Space Observatory

An ESA Mission
with Participation from NASA


The Herschel Space Observatory was approximately nine meters high and 4.3 meters wide, with a launch mass of about 3.25 metric tons. It consisted of an infrared telescope, a payload module containing the instruments, and a service module that housed the warm electronics of the instruments, equipment for communicating with Earth, and other infrastructure.

Height 9 m (29.53 ft)
Width 4.5 m (14.76 ft)
Launch Mass 3300 kg (7275.25 lbs)
Power 1 kW
Launch Vehicle Ariane 5
Orbit Lissajous around L2
Science Data Rate 1.5 Mbits/sec
Telescope Diameter 3.5 m (11.48 ft)
Telescope WFE 10 µm (goal 6 µm)
Telescope Temperature 70 to 90 K (-334° to -298° F)
ABS Pointing (68%) < 3.7" (goal < 1.5")
REL Pointing (68%) < 0.3" (goal < 0.3")
Helium II Temperature < 1.65 K (-456.7° F)
Lifetime in L2 (spec) > 3 yrs
The path light travels through the spacecraft onto the detectors.
Spacecraft Light Path

Biggest Space Telescope

With a primary mirror measuring 3.5 meters in diameter, Herschel's Ritchey-Chrétien telescope was larger than any previous space-based telescope. Shielded from the sun, it was passively cooled to around 80 K (80 degrees Celsius above absoulte zero) by radiating its heat into space.

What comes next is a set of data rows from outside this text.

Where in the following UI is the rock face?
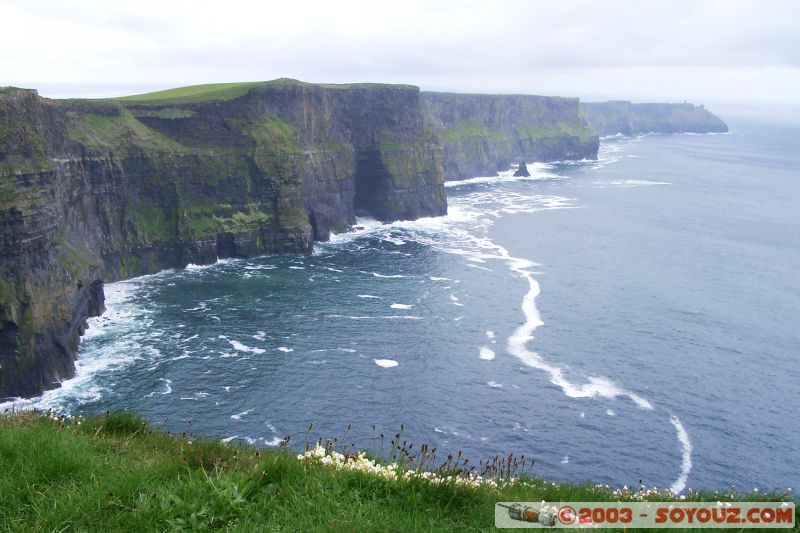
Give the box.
[421,92,599,180]
[0,80,447,399]
[0,80,598,400]
[581,101,728,135]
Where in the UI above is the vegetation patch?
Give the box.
[67,108,187,152]
[112,81,265,104]
[439,122,506,141]
[517,122,596,139]
[135,107,197,120]
[0,412,792,531]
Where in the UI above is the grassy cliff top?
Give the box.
[110,78,416,104]
[0,412,793,531]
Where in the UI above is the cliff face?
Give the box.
[421,92,599,180]
[0,81,447,398]
[0,80,598,400]
[581,101,728,135]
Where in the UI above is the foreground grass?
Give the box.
[0,412,785,531]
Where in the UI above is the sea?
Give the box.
[3,112,800,492]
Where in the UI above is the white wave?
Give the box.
[328,315,422,320]
[506,245,653,410]
[144,378,172,398]
[669,415,692,494]
[228,340,266,355]
[592,180,672,188]
[372,272,407,279]
[231,409,253,420]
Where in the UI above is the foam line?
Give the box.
[669,415,692,494]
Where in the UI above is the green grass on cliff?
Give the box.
[67,109,187,152]
[114,81,268,104]
[111,78,416,104]
[0,412,787,532]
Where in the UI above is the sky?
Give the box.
[0,0,800,107]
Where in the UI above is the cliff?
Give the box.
[0,80,447,398]
[421,92,599,180]
[0,80,598,399]
[581,101,728,135]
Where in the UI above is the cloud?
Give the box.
[0,0,800,103]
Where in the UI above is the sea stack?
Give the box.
[514,161,531,178]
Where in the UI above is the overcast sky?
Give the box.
[0,0,800,108]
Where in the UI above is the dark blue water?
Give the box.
[7,114,800,490]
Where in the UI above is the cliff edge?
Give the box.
[581,101,728,135]
[0,79,598,394]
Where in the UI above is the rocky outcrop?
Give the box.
[0,80,447,399]
[514,161,531,178]
[581,101,728,135]
[421,92,599,180]
[0,80,598,399]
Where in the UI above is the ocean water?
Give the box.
[5,114,800,491]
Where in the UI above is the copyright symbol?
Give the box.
[558,505,578,525]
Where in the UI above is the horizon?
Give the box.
[0,0,800,111]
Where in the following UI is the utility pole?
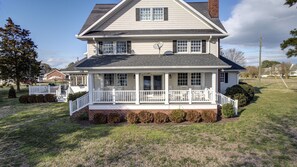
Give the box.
[258,35,263,83]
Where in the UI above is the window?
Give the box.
[191,41,202,52]
[140,8,151,21]
[117,74,128,86]
[177,41,188,53]
[220,72,225,82]
[104,74,114,86]
[191,73,201,86]
[177,73,188,86]
[103,41,113,54]
[153,8,164,21]
[117,41,127,53]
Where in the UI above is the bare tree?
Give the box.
[221,48,246,66]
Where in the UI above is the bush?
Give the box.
[8,86,16,98]
[68,92,87,101]
[233,93,248,107]
[107,113,121,124]
[154,112,169,124]
[169,110,186,123]
[222,103,234,118]
[93,113,107,124]
[127,112,139,124]
[44,94,57,103]
[138,111,154,123]
[19,95,29,103]
[186,110,202,122]
[201,110,217,123]
[36,95,45,103]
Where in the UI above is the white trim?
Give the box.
[89,103,217,110]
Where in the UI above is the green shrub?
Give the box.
[93,113,107,124]
[44,94,57,103]
[127,112,139,124]
[154,112,169,124]
[222,103,234,118]
[8,86,16,98]
[186,110,202,122]
[233,93,248,107]
[169,110,186,123]
[68,92,87,101]
[138,111,154,123]
[36,95,45,103]
[19,95,29,103]
[201,110,217,123]
[107,113,121,124]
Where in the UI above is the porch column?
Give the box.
[211,72,218,104]
[135,73,140,104]
[165,73,169,104]
[88,74,94,104]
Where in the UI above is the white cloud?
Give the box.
[222,0,297,65]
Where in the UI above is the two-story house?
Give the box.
[70,0,242,119]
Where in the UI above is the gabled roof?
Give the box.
[79,0,227,36]
[220,56,245,71]
[76,54,230,69]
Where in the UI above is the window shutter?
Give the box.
[172,40,177,53]
[98,41,103,55]
[136,8,140,21]
[225,72,229,83]
[127,41,132,54]
[164,8,168,21]
[202,40,206,53]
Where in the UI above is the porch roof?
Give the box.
[76,54,231,69]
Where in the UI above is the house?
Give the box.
[43,69,66,82]
[70,0,242,120]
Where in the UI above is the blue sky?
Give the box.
[0,0,297,68]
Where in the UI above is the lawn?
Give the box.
[0,79,297,166]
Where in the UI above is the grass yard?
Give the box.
[0,79,297,166]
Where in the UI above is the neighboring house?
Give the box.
[289,64,297,77]
[43,70,66,82]
[70,0,243,119]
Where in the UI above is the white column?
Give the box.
[135,73,140,104]
[88,74,94,104]
[211,72,218,104]
[165,73,169,104]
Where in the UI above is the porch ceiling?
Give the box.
[76,54,231,69]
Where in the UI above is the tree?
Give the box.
[262,60,280,68]
[280,28,297,58]
[0,18,40,91]
[222,48,246,66]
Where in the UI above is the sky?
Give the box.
[0,0,297,68]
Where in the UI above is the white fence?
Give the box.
[69,93,89,116]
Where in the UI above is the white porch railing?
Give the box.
[69,93,90,116]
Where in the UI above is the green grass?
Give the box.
[0,80,297,166]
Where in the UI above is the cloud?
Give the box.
[223,0,297,48]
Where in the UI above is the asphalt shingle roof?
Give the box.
[76,54,228,68]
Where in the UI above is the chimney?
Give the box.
[208,0,219,18]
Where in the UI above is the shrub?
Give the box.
[233,93,248,107]
[107,113,121,124]
[93,113,107,124]
[186,110,202,122]
[44,94,57,103]
[154,112,169,124]
[138,111,154,123]
[19,95,29,103]
[8,86,16,98]
[169,110,186,123]
[127,112,139,124]
[222,103,234,118]
[68,92,87,101]
[201,110,217,123]
[36,95,45,103]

The mirror was made of silicon carbide, a lightweight ceramic material resistant to stress, fatigue, and extreme temperatures. It can be polished as if it were glass, deviating from perfect smoothness by no more than one micron, a requirement to avoid distorting the images it receives.

Operation Centers

Herschel's Mission Operations Center (MOC) was located at ESA's European Space Operations Center (ESOC) in Darmstadt, Germany and was responsible for the daily operations, health and safety of the spacecraft. For communication with the spacecraft ESA's New Norcia (close to Perth, Australia) and Cebreros (close to Avila, Spain) deep space antennas were used.

The Herschel science operations team was situated in the Herschel Science Center (HSC) at ESA's European Space Astronomy Center (ESAC) in Villanueva de la Cañada in Spain.

The Herschel instrument control centers for monitoring and optimising the instruments' performance were located at:

  • PACS: the Max Planck Institute for Extraterrestrial Physics, Garching, Germany
  • SPIRE: the Rutherford Appleton Laboratory, UK
  • HIFI: SRON Netherlands Institute for Space Research, the Netherlands.

An additional center was the NASA Herschel Science Center located at IPAC at the California Institute of Technology in Pasadena, California, USA.